I’ve seen Jason Isbell — with and without the 400 Unit — 16 times since 2014. And I have to say, he’s never sounded better, more sure of himself and his music, than last week at the State Theatre in New Brunswick, N.J.
It’s hard to quantify, because I have seen some great concerts — the Saturday night at Shoalsfest 2021, New York’s Beacon Theater in February 2016, my initial concert at Union Transfer in January 2014 (check out this setlist! Streetlights!!!) — but there’s always been something, a hesitancy, a reluctance, a choosing of one against another. There was none of that at the State Theatre.
That could be the absence of his wife, Amanda Shires, a prodigious talent in her own right but a superstar extra in the 400 Unit. She seems to be sitting out this tour, as she concentrates on her own career. Or maybe she is just giving the guy some room. The two famously almost divorced during the recording of his previous album, Reunions. (Don’t believe me? Watch the HBO documentary, which darn near captures it.)

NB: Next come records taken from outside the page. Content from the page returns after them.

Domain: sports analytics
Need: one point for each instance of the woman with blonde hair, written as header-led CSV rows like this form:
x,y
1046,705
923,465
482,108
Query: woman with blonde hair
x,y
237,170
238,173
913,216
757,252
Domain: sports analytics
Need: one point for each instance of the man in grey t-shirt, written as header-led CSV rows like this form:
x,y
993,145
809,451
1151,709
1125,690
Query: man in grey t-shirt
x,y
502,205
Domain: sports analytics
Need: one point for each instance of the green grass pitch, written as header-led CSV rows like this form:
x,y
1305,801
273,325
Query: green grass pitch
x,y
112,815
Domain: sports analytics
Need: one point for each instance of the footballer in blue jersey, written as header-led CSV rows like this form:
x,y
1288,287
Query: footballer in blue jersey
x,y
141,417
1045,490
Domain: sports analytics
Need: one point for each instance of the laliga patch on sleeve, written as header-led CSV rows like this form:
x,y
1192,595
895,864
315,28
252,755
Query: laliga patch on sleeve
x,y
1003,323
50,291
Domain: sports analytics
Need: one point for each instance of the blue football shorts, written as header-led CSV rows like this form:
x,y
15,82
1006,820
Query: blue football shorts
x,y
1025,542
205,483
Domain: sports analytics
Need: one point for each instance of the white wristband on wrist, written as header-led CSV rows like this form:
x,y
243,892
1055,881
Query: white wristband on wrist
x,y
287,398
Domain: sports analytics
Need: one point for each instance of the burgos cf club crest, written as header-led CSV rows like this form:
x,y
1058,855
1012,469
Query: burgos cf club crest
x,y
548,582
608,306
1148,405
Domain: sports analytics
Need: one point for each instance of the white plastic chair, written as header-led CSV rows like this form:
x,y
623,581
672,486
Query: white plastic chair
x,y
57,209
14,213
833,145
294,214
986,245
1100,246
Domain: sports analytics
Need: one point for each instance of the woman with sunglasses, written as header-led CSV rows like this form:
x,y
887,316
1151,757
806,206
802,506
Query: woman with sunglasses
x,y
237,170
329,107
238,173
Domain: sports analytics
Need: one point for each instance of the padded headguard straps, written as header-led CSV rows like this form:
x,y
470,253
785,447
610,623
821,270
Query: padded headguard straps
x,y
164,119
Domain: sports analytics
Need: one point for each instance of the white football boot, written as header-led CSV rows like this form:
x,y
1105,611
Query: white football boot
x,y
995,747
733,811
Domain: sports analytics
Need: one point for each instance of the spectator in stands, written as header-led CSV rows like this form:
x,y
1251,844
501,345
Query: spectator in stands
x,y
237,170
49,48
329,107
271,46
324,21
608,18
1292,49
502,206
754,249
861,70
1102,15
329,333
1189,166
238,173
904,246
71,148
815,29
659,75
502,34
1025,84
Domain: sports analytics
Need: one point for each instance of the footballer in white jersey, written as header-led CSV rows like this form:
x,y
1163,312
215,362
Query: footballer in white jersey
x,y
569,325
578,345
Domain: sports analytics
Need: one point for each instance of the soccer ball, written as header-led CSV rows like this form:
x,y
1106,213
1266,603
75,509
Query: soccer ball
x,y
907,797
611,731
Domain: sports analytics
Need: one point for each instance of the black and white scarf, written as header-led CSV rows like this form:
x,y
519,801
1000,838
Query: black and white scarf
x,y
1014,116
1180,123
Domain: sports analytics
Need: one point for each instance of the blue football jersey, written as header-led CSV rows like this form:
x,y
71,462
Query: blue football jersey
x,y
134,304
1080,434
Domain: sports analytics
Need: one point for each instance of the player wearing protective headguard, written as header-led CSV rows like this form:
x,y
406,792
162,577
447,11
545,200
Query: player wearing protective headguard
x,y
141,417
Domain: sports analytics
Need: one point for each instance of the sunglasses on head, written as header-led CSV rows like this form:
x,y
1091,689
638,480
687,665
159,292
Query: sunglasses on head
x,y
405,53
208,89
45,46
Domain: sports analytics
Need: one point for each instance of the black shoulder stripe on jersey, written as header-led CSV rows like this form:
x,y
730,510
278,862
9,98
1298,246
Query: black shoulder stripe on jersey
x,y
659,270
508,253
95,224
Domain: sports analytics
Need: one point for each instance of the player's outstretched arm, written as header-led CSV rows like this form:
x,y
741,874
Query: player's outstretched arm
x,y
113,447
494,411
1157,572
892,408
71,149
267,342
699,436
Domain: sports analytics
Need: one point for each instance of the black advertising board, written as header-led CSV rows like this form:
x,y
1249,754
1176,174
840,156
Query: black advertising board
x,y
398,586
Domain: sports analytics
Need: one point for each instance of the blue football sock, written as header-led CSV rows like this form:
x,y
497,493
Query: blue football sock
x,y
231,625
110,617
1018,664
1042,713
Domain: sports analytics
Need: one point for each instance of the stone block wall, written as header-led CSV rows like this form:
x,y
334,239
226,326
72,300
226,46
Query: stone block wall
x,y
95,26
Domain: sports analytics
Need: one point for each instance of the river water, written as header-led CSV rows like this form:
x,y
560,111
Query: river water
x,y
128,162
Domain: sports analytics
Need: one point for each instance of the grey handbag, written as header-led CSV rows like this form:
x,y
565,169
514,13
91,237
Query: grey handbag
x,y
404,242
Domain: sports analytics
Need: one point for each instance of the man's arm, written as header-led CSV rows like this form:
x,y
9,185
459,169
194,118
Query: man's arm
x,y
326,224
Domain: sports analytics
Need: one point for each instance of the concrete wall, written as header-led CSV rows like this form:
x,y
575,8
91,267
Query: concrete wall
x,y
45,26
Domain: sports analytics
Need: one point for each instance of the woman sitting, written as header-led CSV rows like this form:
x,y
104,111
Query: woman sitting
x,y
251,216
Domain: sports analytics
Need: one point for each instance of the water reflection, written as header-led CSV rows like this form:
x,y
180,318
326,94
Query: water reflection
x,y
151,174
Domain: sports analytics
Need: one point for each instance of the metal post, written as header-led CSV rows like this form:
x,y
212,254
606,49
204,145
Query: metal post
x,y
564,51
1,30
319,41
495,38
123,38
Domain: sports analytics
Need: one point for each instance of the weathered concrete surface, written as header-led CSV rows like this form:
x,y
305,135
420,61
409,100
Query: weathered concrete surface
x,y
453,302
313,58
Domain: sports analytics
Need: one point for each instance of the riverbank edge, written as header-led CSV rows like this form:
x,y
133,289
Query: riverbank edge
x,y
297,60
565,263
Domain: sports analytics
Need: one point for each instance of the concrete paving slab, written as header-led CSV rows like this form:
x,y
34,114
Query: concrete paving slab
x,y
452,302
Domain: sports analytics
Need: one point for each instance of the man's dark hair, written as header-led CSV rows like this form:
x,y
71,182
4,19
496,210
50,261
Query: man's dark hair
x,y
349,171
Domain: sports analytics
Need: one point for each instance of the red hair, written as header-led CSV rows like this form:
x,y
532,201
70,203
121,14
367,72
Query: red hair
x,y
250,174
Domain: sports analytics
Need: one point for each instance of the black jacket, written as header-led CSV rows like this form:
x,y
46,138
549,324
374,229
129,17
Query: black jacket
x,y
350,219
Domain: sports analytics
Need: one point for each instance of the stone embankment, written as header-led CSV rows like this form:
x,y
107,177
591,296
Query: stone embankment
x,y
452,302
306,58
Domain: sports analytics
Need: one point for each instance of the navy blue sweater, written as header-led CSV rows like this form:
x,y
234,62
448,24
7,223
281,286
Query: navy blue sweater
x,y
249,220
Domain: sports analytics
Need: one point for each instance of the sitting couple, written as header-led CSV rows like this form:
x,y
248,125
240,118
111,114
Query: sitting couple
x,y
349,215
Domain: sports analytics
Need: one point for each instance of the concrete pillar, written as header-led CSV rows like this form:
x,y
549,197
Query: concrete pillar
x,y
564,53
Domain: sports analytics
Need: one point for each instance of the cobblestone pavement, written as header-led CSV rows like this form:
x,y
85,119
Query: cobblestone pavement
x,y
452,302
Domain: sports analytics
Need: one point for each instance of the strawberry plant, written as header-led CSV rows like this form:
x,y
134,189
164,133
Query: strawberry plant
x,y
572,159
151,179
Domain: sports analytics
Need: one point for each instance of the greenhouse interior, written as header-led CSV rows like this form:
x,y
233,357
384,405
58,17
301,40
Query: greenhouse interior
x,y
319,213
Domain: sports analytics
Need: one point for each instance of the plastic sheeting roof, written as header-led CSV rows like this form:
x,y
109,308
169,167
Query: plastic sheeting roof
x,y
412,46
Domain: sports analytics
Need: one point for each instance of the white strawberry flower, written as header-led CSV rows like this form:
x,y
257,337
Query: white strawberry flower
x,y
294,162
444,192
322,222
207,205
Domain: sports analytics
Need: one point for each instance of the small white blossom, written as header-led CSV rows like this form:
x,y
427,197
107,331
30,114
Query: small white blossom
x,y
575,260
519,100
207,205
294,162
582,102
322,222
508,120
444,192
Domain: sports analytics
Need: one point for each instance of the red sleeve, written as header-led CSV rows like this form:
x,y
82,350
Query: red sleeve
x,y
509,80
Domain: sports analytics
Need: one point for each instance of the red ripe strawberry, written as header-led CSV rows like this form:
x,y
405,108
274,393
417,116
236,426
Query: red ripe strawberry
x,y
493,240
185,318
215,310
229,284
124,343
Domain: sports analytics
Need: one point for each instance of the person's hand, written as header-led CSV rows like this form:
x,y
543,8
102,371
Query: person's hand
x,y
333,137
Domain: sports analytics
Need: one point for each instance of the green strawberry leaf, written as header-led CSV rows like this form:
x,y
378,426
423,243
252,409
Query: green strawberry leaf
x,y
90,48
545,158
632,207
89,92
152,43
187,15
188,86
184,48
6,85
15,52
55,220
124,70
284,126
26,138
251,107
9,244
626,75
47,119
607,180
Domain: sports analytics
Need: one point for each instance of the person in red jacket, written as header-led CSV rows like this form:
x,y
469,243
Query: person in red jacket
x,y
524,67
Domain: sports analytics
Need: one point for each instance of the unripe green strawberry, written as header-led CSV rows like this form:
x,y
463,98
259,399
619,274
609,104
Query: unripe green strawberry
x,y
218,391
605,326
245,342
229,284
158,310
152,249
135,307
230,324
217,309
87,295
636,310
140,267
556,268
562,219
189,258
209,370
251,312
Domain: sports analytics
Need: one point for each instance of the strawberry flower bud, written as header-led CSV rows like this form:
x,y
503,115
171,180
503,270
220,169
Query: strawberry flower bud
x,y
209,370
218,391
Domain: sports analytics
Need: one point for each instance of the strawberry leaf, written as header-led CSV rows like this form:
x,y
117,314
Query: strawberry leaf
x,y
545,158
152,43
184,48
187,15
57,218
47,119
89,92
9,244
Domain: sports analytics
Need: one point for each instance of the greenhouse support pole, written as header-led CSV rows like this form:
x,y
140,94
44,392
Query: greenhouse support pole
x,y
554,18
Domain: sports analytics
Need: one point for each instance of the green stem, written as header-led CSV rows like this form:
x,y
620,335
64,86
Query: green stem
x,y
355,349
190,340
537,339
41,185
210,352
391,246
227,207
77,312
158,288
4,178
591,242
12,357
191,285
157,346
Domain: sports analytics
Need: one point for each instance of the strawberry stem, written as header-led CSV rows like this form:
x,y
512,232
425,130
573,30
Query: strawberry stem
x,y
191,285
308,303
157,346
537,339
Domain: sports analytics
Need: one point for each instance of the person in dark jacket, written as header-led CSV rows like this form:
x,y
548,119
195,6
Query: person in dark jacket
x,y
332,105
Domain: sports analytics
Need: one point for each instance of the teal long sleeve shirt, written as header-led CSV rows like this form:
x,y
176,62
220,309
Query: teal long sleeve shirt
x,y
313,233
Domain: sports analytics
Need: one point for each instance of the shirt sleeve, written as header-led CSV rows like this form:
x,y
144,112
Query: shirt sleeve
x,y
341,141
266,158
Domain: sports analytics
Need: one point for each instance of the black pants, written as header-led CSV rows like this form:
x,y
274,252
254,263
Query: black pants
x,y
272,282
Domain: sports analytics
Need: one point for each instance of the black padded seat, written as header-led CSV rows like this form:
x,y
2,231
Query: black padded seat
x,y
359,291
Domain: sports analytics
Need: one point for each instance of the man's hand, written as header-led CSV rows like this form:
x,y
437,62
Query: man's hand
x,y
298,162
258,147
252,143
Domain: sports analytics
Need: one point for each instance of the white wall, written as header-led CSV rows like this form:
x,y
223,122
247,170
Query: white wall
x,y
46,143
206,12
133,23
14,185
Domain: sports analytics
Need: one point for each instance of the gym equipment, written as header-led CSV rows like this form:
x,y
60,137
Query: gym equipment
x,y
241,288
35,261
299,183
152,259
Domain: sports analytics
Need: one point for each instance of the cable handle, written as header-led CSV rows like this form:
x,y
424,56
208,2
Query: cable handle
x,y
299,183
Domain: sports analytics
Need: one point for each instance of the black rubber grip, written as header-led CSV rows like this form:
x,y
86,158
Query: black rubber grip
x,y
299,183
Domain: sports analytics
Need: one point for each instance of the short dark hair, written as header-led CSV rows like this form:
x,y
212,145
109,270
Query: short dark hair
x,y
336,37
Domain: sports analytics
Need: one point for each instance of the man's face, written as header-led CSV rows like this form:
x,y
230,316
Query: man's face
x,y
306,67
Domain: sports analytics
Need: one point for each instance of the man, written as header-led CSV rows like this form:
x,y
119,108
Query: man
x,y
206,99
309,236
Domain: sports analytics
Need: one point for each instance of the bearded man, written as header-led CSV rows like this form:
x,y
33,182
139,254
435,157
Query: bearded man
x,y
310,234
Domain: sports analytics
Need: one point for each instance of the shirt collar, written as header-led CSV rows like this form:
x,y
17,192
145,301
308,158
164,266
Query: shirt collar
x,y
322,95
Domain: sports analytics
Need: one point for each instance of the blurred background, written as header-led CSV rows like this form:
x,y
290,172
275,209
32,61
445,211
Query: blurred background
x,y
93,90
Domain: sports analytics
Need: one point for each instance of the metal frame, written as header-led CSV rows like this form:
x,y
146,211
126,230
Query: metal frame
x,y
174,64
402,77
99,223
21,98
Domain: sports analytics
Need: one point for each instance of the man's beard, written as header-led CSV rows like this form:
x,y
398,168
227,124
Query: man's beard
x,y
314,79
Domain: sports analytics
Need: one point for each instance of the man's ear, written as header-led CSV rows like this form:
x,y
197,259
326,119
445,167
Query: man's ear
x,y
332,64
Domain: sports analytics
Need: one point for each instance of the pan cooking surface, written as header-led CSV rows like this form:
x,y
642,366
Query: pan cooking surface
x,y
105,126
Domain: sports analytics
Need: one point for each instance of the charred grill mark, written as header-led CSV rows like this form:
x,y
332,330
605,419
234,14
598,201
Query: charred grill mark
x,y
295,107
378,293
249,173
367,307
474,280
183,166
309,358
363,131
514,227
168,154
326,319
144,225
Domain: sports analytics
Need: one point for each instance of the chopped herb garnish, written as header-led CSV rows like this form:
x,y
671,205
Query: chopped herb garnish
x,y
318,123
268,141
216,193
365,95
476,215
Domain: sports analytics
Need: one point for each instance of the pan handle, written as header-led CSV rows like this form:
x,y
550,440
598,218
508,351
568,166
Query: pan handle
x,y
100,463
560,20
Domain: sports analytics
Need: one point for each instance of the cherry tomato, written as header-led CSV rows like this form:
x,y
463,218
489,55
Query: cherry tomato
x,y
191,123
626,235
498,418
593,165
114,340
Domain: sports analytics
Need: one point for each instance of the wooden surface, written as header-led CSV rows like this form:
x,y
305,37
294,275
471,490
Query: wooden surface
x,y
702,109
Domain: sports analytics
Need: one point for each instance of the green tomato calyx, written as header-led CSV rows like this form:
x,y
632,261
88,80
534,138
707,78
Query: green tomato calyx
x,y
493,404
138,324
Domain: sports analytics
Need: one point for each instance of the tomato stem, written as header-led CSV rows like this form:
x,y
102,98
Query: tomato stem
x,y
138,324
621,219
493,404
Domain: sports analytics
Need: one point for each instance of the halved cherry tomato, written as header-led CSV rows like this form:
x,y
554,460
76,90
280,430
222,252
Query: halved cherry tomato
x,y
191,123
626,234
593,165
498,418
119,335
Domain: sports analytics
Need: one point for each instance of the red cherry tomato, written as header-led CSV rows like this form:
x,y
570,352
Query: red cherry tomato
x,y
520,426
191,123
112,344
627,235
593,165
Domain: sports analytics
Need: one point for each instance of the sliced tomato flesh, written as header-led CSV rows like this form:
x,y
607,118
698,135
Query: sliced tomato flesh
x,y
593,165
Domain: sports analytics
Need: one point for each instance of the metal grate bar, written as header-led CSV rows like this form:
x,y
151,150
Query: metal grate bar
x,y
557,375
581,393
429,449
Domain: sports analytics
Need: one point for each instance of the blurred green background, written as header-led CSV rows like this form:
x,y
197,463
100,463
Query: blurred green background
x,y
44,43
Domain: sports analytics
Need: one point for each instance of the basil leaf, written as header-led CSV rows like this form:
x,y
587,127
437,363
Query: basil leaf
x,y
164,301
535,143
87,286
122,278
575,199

Anyway, Reunions was recorded as covid relented after two years of hell, and maybe we all were ready to divorce the person we had spent the past two years with. Rather than record new material, Isbell then made good on a presidential campaign promise and kicked out Georgia Blue, a bunch of covers of artists from the fulcrum state in the 2020 presidential election.
That meant that by the time he recorded Weathervanes last fall, it had been a long-ass time since he produced original music.
And what music he created. It’s no great insight that he sensed that he lacked some rock-n-roll muscle in his shows over the past few years, and he remedied that with Weathervanes. There are at least 4 shit-kicking rockers in there. And seeing it performed live, I’m 400% convinced Dr. Isbell had arrived on the same diagnosis as me.
In order:
King of Oklahoma: It’s one of the songs on the record he said owe a debt to his time as a member of the Drive-By Truckers, and that is brought home live, where this song takes on a propulsive strength you just don’t get from the recording.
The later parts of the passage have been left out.